Звезда первой величины русской сцены Фёдор Шаляпин впервые записался на пластинку в 1902 году. Присутствовавшая при этом комиссия, созданная граммофонными фабрикантами, вручила артисту за каждый исполненный номер по 2000 рублей. д
Дми́трий Они́симович Берко́вич родился ранней осенью 23 марта 1878 года в стольном граде Херсо́не (Южная Малороссия, дальше нрзб.); старший сын в еврейской (совсем не бедной) семье выкрестов из большого влиятельного клана Берковичей-Берковицев,[комм. 4] распространившегося на две империи, от Херсона и Одессы — до Вены и восточно-приграничных волостей Австро-Венгрии. Эта славная фамилия за последние сто лет империи, без преувеличения, сотворила чудеса активности, предприимчивости и ассимиляции,[комм. 5] в которых г-н Дмитрий Богемский если и не стал высшей точкой достижений, то (вне всяких сомнений) мог бы послужить превосходным примером..., чем-то вроде индикатора или поплавка, показавшего всю глубину игры — на поверхности воды. О последнем, впрочем, очень коротко, в пределах следования главной теме... и ничуть не претен’дуя на полное разследование.

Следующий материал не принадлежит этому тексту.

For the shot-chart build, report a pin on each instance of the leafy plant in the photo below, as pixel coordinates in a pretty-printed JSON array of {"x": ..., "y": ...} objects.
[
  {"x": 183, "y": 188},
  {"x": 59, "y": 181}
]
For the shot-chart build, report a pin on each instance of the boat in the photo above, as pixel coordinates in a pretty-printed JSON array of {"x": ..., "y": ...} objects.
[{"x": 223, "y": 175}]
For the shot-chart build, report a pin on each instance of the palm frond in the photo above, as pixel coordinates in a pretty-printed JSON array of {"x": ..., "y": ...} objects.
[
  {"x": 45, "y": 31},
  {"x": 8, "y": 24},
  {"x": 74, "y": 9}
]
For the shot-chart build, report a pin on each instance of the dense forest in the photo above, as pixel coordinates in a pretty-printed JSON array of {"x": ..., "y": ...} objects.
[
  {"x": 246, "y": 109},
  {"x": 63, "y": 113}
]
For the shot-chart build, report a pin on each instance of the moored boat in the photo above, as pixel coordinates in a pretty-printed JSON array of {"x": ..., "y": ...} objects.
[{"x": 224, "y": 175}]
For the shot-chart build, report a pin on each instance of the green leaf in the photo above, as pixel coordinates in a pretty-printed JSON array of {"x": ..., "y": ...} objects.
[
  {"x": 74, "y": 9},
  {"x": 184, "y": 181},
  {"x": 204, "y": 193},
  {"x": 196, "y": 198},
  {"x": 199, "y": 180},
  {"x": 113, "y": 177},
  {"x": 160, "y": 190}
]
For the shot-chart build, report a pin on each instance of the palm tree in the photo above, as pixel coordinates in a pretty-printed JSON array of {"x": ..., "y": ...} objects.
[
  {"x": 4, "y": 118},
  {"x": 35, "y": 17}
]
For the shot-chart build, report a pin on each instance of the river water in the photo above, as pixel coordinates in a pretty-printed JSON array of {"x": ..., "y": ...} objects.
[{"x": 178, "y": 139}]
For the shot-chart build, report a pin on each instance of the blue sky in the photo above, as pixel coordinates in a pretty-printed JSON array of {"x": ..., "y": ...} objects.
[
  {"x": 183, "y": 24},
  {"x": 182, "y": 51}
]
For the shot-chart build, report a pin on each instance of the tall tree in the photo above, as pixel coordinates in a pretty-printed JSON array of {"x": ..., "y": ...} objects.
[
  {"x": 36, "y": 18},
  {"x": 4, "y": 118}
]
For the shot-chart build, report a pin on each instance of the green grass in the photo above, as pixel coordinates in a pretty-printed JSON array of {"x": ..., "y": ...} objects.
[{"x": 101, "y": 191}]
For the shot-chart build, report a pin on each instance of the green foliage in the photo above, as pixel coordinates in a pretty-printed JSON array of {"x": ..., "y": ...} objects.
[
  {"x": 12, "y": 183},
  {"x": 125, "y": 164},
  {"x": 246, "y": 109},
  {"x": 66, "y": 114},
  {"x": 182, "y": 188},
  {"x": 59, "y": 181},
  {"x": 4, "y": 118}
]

Через три года после рождения сына-Дмитрия семья вернулась в Одессу (один из гнездовых центров малороссийской ветви Берковичей). Окончив местную гимназию, в 1895 году Дима Беркович поступил в Киевский университет св. Владимира, причём, сразу на два факультета: медицинский и юридический (и в самом деле, какие же ещё науки можно было себе выбрать... после Одессы). Впрочем, не будем попусту сомневаться: обе науки интересовали его довольно слабо (чтобы не произносить более определённого слова). Человек живой, обаятельный, общительный, темпераментный и легко сходившийся с людьми, он воспринимал любое обучение как ещё один удобный повод наладить связи и расширить знакомства. Разговорчивый, остроумный, яркий и даже эксцентричный молодой человек, прекрасно владевший собой и языком, он быстро располагал к себе и как-то незаметно (сам собой) оказывался в центре всеобщего внимания: настоящий лидер, душа <местечкового> общества. Несомненно, мастер слова: сначала устного, а затем и бумажного. Причём, самого широкого профиля. — Впрочем, узковатый киевский мир очень скоро приелся...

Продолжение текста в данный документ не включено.